In its report, the U.S. DOE said a majority of grant winners had the most difficulty in two areas: implementing the new teacher-and-principal evaluation systems and launching sophisticated data systems capable of identifying students at risk of academic failure.
“This is really hard work, and there will always be bumps in the road,” U.S. Education Secretary Arne Duncan said in a conference call with reporters.
In Georgia’s case, federal officials said the state has strayed too far from its original plan to move from a system that rates all teachers as satisfactory or unsatisfactory to one that identifies top, low and average performers and is based on classroom observations, student growth, a reduction in the student achievement gap and student changes.
The Year 2 report found that Georgia is behind schedule on some projects and has made changes to the evaluation system without knowing what’s working.
The new teacher-and-principal evaluations are slated to roll out statewide in 2014-2015.
The evaluation systems are being piloted in 50 school districts — including Gwinnett, Clayton, DeKalb and 23 other districts that partnered with the state on its Race to the Top grant application in exchange for a $200 million share of the $400 million.
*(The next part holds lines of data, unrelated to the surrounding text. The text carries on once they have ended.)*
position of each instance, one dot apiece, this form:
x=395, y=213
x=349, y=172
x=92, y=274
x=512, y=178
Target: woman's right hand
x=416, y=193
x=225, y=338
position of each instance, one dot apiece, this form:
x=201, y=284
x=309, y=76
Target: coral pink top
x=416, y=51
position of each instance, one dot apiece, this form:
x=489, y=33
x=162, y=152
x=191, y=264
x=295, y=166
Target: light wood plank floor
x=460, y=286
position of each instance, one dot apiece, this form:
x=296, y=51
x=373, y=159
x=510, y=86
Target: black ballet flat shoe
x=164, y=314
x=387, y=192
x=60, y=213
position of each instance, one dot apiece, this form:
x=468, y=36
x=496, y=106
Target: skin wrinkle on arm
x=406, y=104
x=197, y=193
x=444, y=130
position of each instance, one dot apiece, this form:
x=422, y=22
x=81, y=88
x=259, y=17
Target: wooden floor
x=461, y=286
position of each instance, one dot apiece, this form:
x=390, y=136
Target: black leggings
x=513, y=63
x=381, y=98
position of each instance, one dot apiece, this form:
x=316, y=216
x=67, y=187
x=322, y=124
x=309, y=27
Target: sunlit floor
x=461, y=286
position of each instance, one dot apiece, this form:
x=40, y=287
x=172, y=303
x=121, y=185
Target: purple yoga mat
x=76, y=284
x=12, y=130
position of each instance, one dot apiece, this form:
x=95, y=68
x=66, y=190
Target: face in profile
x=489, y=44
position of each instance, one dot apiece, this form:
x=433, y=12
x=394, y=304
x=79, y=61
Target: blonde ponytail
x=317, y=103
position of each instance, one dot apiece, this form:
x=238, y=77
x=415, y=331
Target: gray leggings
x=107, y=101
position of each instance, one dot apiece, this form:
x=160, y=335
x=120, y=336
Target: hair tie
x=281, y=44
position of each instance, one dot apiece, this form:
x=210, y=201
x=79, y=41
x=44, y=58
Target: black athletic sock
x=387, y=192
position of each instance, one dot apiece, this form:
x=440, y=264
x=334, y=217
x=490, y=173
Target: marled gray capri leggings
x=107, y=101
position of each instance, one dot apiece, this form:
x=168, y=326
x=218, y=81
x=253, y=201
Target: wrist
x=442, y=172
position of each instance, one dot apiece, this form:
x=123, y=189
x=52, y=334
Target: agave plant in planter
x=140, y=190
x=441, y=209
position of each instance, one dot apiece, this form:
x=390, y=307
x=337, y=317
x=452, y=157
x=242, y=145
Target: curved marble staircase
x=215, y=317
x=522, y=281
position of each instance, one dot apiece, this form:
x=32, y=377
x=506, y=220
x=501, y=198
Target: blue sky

The current pilots started before the state had results on a shorter pilot that ran from January to May of last year, involving about 5,800 teachers. In December, state officials acknowledged that the results of that pilot “skewed to the positive,” with initial data showing less than 1 percent of teachers were classified as ineffective and one in five got the top rating of exemplary.
Tim Callahan, spokesman for the Professional Association of Georgia Educators, said Friday his group wants state officials to “take the time to listen to feedback from educators, make the mid-course adjustments that are warranted, and constantly communicate with all stakeholders.”
“If the timetable to accomplish that raises concerns from the U.S. DOE, so be it,” he said.
The new federal report shows Maryland also struggling to implement its teacher evaluation system, while the District of Columbia was flagged for being slow on its school turnaround initiatives.